As far as I know, Rich and Larry are best buds to this day, sipping Wild Turkey between AA meetings. It took six months of friendship building before I got up the courage to ask if I could stay with them over Memorial Day weekend. Those three days were the closest I have ever been to seeing the world as a homeless person sees it. They make me think of Mary Anne and Robert, long-term partners who lived together on the creek south of downtown Colorado Springs. He was a huge, grizzled guy, kind as they come, who always looked out for his much smaller soulmate. I pray I never forget the choked up hug Rob gave me when she left him. It was not unlike the hug Jacob--AIDS patient, brilliant chef, gay, repeatedly rejected--gave before he left town for more secure housing with a distant family member.
Then there is Shannon, whom I loved and miss so dearly. But there aren't enough pages to tell her story here.
These old friends makes this a hard paper to write. It catches me red handed where cynicism has snuck in over the past several years. After all, at least two of these folks are dead, most are still homeless, and all struggle on in one way or another. The presentness of their pain is arresting. It rebels against overly clinical analyses of the homeless as though they are a “population,” and homelessness as though it were an issue or cause. My emotion is important; it rises out of relationship, and without relationship there will never be transformation. However, it is partially people’s emotional reactions to homelessness that are the problem. When emotions slip into emotionalism they soon terminate in unquestionable ideologies, stymieing critical thought. The homeless service “industry” is chronically devoid of innovation for exactly this reason. Therefore, in this paper I strive for criticality without negating the personal contexts my thought has emerged from. Since all thought is unavoidably contextual anyways, this seems like the right framework for the task at hand.
The second reason this paper is difficult is because of the jarring dissonance I experience when my knowledge outpaces my obedience--or, less critically, when the source of my frustration does not line up with my present call. I do not know how directly or deeply I will be connected to homeless ministry in the future. I had fairly well walked away from this group until the past few months when God, I suppose, prompted me to include them as a research subject for this class. Re-engaging has felt a bit like rediscovering a missing piece of myself.
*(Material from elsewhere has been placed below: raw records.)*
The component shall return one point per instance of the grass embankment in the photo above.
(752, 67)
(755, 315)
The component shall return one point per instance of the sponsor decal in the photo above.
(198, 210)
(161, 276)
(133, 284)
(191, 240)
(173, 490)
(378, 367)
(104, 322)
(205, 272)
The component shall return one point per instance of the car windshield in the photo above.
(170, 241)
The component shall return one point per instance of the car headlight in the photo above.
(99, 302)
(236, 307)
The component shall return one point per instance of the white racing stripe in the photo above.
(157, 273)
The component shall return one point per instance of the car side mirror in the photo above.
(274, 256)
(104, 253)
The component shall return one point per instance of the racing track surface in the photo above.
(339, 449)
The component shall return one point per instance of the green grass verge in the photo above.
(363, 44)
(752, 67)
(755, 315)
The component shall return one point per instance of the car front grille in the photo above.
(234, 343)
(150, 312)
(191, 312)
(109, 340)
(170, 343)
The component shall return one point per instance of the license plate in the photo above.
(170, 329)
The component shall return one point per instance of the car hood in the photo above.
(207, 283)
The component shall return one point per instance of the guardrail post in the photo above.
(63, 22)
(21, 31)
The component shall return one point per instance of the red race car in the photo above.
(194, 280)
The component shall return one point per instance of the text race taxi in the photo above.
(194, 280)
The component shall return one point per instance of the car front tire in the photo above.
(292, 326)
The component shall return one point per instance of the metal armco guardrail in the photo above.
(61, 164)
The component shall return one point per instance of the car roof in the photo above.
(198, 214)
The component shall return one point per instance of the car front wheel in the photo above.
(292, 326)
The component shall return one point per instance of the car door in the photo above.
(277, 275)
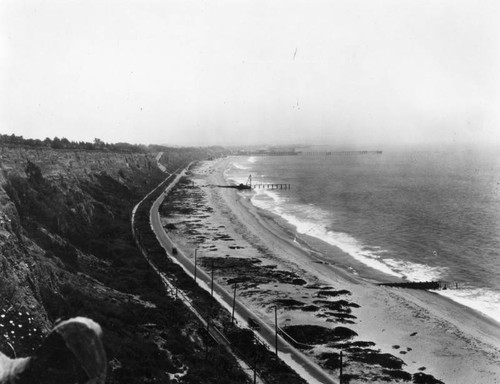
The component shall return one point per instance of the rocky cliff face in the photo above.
(57, 211)
(66, 250)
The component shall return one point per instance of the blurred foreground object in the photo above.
(72, 353)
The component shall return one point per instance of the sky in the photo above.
(358, 73)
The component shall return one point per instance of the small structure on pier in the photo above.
(249, 185)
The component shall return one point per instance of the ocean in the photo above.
(411, 215)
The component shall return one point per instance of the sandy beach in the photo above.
(394, 330)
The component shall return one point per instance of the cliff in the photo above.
(66, 250)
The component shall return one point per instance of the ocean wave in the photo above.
(313, 221)
(239, 166)
(483, 300)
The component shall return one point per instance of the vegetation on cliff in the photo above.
(67, 250)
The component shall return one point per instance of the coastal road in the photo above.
(306, 368)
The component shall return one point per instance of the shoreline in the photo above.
(452, 342)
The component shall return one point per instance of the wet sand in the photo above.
(272, 265)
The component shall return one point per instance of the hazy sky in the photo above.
(348, 72)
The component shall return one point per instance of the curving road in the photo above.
(309, 370)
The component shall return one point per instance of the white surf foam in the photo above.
(312, 221)
(483, 300)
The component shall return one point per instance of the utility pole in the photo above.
(276, 329)
(212, 285)
(234, 303)
(195, 250)
(340, 375)
(254, 360)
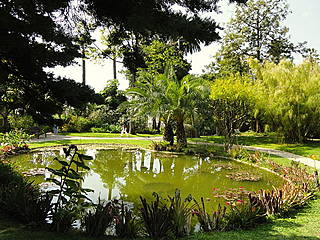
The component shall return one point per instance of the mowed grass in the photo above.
(135, 142)
(273, 142)
(109, 135)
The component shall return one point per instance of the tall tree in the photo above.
(131, 24)
(166, 95)
(256, 31)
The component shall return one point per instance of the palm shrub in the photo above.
(168, 97)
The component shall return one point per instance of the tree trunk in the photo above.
(154, 123)
(83, 67)
(114, 68)
(5, 122)
(181, 135)
(168, 133)
(158, 125)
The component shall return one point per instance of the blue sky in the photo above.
(303, 25)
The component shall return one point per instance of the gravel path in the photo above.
(56, 137)
(305, 160)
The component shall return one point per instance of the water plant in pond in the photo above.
(157, 218)
(127, 224)
(244, 176)
(210, 222)
(69, 194)
(20, 199)
(244, 214)
(181, 214)
(99, 218)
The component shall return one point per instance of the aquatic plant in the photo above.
(69, 193)
(156, 217)
(99, 218)
(20, 199)
(181, 213)
(127, 225)
(210, 222)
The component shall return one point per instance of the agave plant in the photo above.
(127, 225)
(181, 214)
(208, 223)
(157, 218)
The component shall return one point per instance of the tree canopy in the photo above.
(256, 31)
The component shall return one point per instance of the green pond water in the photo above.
(128, 174)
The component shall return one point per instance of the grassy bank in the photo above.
(109, 135)
(135, 142)
(273, 142)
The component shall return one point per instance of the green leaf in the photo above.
(53, 180)
(85, 157)
(64, 163)
(82, 165)
(87, 190)
(54, 192)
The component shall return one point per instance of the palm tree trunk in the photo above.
(181, 135)
(168, 133)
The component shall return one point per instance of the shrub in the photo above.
(181, 213)
(69, 193)
(16, 139)
(127, 225)
(63, 218)
(214, 222)
(157, 218)
(244, 215)
(160, 146)
(21, 199)
(21, 121)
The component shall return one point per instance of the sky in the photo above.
(303, 24)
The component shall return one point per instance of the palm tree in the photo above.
(170, 98)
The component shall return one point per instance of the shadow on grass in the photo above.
(273, 142)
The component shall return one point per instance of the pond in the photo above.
(127, 174)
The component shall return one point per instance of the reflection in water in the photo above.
(129, 174)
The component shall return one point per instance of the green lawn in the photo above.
(305, 149)
(137, 142)
(108, 135)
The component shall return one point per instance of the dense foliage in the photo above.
(288, 96)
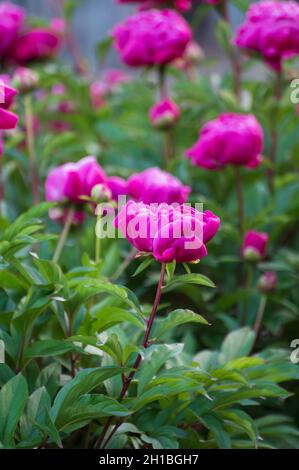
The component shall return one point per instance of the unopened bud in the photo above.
(267, 282)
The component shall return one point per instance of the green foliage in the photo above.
(71, 332)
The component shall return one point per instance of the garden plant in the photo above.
(149, 221)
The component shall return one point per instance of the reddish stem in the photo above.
(274, 136)
(128, 380)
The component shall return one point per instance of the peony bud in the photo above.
(267, 282)
(254, 245)
(25, 79)
(164, 114)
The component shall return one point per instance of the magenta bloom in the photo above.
(169, 233)
(254, 245)
(182, 5)
(70, 181)
(272, 29)
(156, 186)
(184, 237)
(164, 114)
(37, 44)
(11, 21)
(8, 119)
(153, 37)
(230, 139)
(267, 282)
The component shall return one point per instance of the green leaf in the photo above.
(85, 381)
(215, 424)
(110, 316)
(170, 269)
(176, 318)
(154, 358)
(183, 279)
(51, 347)
(103, 47)
(266, 389)
(13, 398)
(144, 265)
(243, 421)
(89, 407)
(37, 423)
(238, 343)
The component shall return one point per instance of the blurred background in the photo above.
(94, 19)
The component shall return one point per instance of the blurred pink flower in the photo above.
(36, 44)
(153, 37)
(182, 5)
(272, 29)
(235, 139)
(156, 186)
(254, 245)
(164, 114)
(11, 21)
(70, 181)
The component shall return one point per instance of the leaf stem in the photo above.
(31, 148)
(64, 234)
(1, 187)
(260, 315)
(274, 135)
(123, 266)
(240, 198)
(101, 442)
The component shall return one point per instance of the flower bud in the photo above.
(164, 114)
(25, 79)
(267, 282)
(254, 245)
(101, 193)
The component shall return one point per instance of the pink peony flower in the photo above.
(153, 37)
(37, 44)
(117, 186)
(235, 139)
(111, 82)
(156, 186)
(8, 119)
(164, 114)
(184, 237)
(169, 233)
(11, 21)
(254, 245)
(182, 5)
(272, 29)
(70, 181)
(267, 282)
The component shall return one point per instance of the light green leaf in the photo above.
(85, 381)
(238, 343)
(176, 318)
(13, 398)
(183, 279)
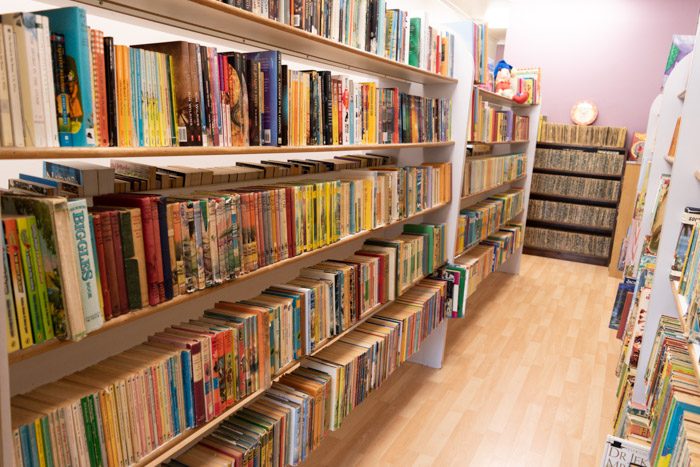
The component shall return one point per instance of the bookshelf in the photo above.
(561, 224)
(684, 190)
(129, 152)
(215, 22)
(182, 300)
(218, 19)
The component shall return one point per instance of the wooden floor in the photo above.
(528, 379)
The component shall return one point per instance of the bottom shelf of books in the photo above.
(362, 315)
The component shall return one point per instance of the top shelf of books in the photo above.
(227, 21)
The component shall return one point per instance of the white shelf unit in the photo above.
(219, 25)
(684, 190)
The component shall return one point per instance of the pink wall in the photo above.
(612, 52)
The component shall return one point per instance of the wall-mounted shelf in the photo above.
(591, 201)
(491, 143)
(124, 152)
(492, 97)
(119, 321)
(579, 146)
(577, 174)
(218, 19)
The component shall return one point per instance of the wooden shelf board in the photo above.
(681, 305)
(492, 189)
(191, 436)
(595, 202)
(570, 227)
(490, 143)
(119, 321)
(544, 170)
(566, 255)
(220, 20)
(580, 146)
(494, 98)
(125, 152)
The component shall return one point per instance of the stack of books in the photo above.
(69, 178)
(84, 90)
(568, 134)
(372, 26)
(489, 254)
(482, 174)
(72, 269)
(486, 217)
(600, 162)
(121, 409)
(573, 214)
(288, 422)
(576, 187)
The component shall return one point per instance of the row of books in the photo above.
(673, 389)
(565, 133)
(485, 218)
(491, 123)
(73, 269)
(195, 371)
(598, 162)
(83, 90)
(489, 254)
(576, 187)
(482, 174)
(571, 214)
(372, 25)
(570, 242)
(285, 424)
(85, 179)
(684, 268)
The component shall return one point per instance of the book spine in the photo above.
(19, 291)
(111, 264)
(164, 251)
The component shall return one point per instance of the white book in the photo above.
(47, 81)
(87, 266)
(26, 32)
(13, 85)
(5, 117)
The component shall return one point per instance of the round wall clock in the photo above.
(584, 113)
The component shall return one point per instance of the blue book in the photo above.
(270, 64)
(72, 24)
(165, 248)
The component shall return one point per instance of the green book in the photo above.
(29, 267)
(414, 42)
(428, 244)
(131, 264)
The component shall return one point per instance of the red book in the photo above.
(151, 236)
(119, 262)
(110, 261)
(102, 265)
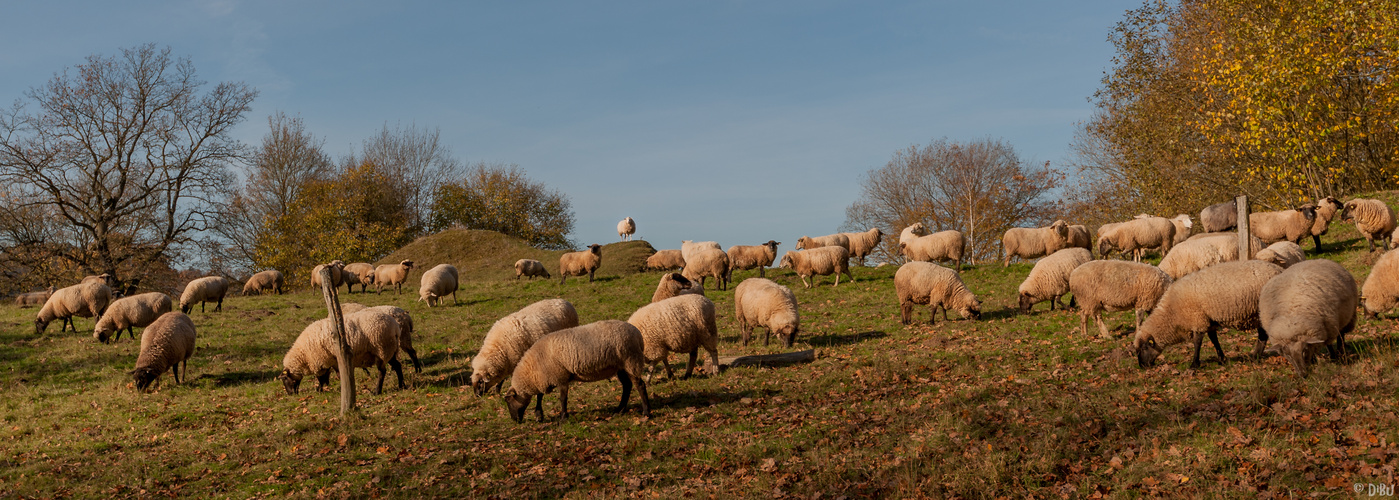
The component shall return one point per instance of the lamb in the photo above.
(579, 264)
(677, 325)
(1198, 304)
(767, 304)
(1115, 286)
(392, 275)
(129, 313)
(938, 247)
(87, 300)
(675, 285)
(511, 336)
(708, 262)
(165, 345)
(666, 259)
(1028, 242)
(372, 338)
(626, 228)
(263, 282)
(437, 283)
(1049, 278)
(1374, 220)
(819, 262)
(586, 353)
(1307, 306)
(750, 257)
(210, 289)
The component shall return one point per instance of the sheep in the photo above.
(666, 259)
(862, 244)
(263, 282)
(1028, 242)
(437, 283)
(1049, 278)
(210, 289)
(750, 257)
(405, 328)
(130, 313)
(586, 353)
(1115, 286)
(938, 247)
(32, 299)
(1311, 303)
(935, 286)
(1291, 224)
(1201, 303)
(708, 262)
(392, 275)
(1283, 254)
(165, 345)
(87, 300)
(1374, 220)
(819, 262)
(675, 285)
(511, 336)
(579, 264)
(767, 304)
(626, 228)
(372, 338)
(682, 324)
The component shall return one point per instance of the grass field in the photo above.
(1009, 405)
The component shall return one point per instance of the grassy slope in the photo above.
(1009, 405)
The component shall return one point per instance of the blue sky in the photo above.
(729, 121)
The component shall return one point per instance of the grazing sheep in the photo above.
(1115, 286)
(938, 247)
(579, 264)
(1028, 242)
(1374, 220)
(677, 325)
(750, 257)
(392, 275)
(511, 336)
(586, 353)
(1283, 254)
(437, 283)
(708, 262)
(210, 289)
(1199, 304)
(372, 338)
(1049, 278)
(626, 228)
(129, 313)
(819, 262)
(530, 268)
(675, 285)
(767, 304)
(87, 300)
(165, 345)
(263, 282)
(666, 259)
(1307, 306)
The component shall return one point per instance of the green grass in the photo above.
(1002, 406)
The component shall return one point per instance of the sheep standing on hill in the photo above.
(165, 345)
(1308, 306)
(1198, 304)
(579, 264)
(87, 300)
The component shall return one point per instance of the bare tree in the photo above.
(128, 151)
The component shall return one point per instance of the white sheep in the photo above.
(165, 345)
(586, 353)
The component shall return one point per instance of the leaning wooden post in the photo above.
(1241, 203)
(337, 321)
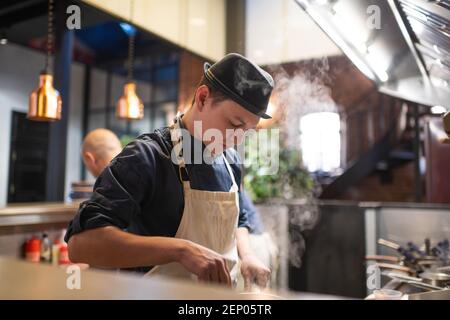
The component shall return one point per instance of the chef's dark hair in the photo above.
(216, 94)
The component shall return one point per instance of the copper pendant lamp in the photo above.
(45, 101)
(129, 105)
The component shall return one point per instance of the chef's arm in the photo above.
(110, 247)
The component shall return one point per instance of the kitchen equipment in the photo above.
(395, 267)
(387, 294)
(417, 282)
(409, 256)
(439, 279)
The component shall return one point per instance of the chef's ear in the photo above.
(201, 95)
(88, 158)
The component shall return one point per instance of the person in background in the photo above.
(100, 146)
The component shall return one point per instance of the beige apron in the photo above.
(210, 218)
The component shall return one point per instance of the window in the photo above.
(321, 141)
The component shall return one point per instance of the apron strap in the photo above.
(177, 141)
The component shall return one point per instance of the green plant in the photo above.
(291, 180)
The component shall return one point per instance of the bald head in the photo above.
(100, 146)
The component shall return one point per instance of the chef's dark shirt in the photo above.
(140, 190)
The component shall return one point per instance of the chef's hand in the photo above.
(254, 271)
(207, 265)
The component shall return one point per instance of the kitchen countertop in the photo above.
(25, 280)
(39, 208)
(37, 213)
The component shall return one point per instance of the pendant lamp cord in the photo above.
(131, 39)
(49, 36)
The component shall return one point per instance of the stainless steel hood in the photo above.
(402, 45)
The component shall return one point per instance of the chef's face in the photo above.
(225, 117)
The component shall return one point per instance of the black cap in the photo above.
(242, 81)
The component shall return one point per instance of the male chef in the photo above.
(158, 208)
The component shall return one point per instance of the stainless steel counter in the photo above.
(37, 213)
(25, 280)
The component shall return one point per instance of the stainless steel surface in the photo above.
(406, 53)
(25, 280)
(433, 295)
(37, 213)
(416, 282)
(389, 244)
(439, 279)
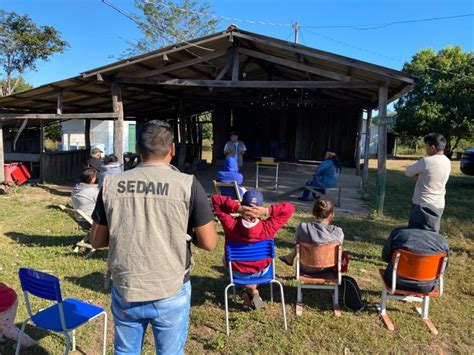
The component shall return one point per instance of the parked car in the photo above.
(467, 161)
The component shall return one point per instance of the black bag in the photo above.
(350, 295)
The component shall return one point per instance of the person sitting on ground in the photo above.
(250, 228)
(319, 232)
(95, 161)
(231, 174)
(111, 166)
(326, 175)
(84, 194)
(419, 237)
(8, 307)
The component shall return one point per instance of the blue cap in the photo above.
(252, 197)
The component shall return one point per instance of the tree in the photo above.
(442, 98)
(22, 44)
(22, 85)
(165, 22)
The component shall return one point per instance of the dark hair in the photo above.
(323, 207)
(335, 160)
(155, 138)
(110, 159)
(88, 175)
(435, 139)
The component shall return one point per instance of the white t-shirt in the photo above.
(433, 174)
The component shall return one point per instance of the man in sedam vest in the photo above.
(148, 217)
It is from this liminal position that I now turn to engage the fact of homelessness. Who are the homeless? I mostly skip over this broad question. They are too diverse a group to adequately capture, and I am not interested in narrowing down to subcategories like families, children or the “chronically” homeless. For my purposes, ‘homeless’ will simply represent its tautology: those without a home. My interest is this: Why is it that the wealthiest nation in the history of the world consistently has between 1 to 2% of its people sleeping on the street, in their cars or bumming on a family members couch every night? And what can we the Church do about it?
 - All names have been changed (except for Shannon's) to protect the persons' privacy.
 - See MacIntyre, Whose Justice? Which Rationality?; Dyrness, Learning About Theology from the Third World. I am also reminded of the fantastic introduction to Miroslav Volf’s Exclusion & Embrace where he wrestles with his unavoidably subjective memories of genocide while seeking to articulate an objectively meaningful theological response to the evil he experienced.